Don't forget that the United Kingdom has parliamentary sovereignty. Their Bill of Rights is just an expression of principles and constraint on what the monarch can do without consulting Parliament; if an Act of Parliament violates it, it doesn't matter.

But it doesn't: it says only that gun ownership for the common defence in a manner prescribed by some other law (unqualified, so ANY law including Federal) is protected. That mean that, so long as said law isen't related to the common defence (explicitly, in this language, expressed as a well-regulated militia), Congress has every right to ban the ownership of guns. After all, that hunting rifle isent "for the common defence" and so isen't protected from Federal legislation.
Hmm... On the other hand, would the Framers really have a problem with the federal government prescribing the manner in which people bear arms for the common defense? Look at how they wrote into the OTL Constitution that "Congress shall have power... to provide for organizing, arming, and disciplining, the Militia." I could see them missing how the language could be stretched to ban guns altogether; look at how the General Welfare Clause and Interstate Commerce Clause have been similarly stretched iOTL.

(And also, like I said, there's a huge chance that we'd get some stricter language added during Reconstruction.)
 
John Bingham and Thaddeus Stevens, eager to protect freedmen against the power of mob violence and slaver-controlled state governments? Why wouldn't they?

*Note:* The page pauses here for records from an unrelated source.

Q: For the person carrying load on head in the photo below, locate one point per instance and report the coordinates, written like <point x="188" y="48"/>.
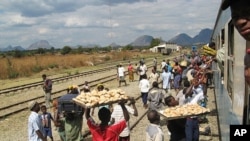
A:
<point x="47" y="87"/>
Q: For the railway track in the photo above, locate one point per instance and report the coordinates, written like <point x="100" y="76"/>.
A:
<point x="133" y="125"/>
<point x="21" y="106"/>
<point x="63" y="78"/>
<point x="17" y="107"/>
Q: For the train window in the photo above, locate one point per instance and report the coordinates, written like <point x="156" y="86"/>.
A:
<point x="230" y="65"/>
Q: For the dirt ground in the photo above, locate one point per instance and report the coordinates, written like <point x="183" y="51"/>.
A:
<point x="14" y="128"/>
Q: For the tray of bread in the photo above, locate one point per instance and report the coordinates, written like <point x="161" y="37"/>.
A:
<point x="98" y="98"/>
<point x="183" y="111"/>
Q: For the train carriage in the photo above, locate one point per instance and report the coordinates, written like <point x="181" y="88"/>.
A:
<point x="232" y="93"/>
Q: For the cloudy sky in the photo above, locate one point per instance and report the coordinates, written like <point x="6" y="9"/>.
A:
<point x="101" y="22"/>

I think we agree. My point was that the southerners would impose restrictions on second amendment righhts, while the northerners would want to strengthen those rights.
 
Could women bear arms? Until recently women could not join a militia, since only males joined in it. Since the right to bear arms depended on a militia, women would not have have right. We have seen the results of unregulated militias as in Somalia, or badly regulated militias as in Rwanda and former Jugoslavia. There was anarchy in the former and ethnic cleasing in the latter. And both have destroyed security in an unfree state. It was less than ten years before the federal government regulated the militia. They required militia members to attend regular meetings and to elect officers. And they coulld be called by the federal goverment.
 
I think we agree. My point was that the southerners would impose restrictions on second amendment righhts, while the northerners would want to strengthen those rights.
Ah, point. I was assuming there wouldn't be any significant butterflies from this before Reconstruction, given that the federal government really didn't try or want to try any real regulation of guns till then.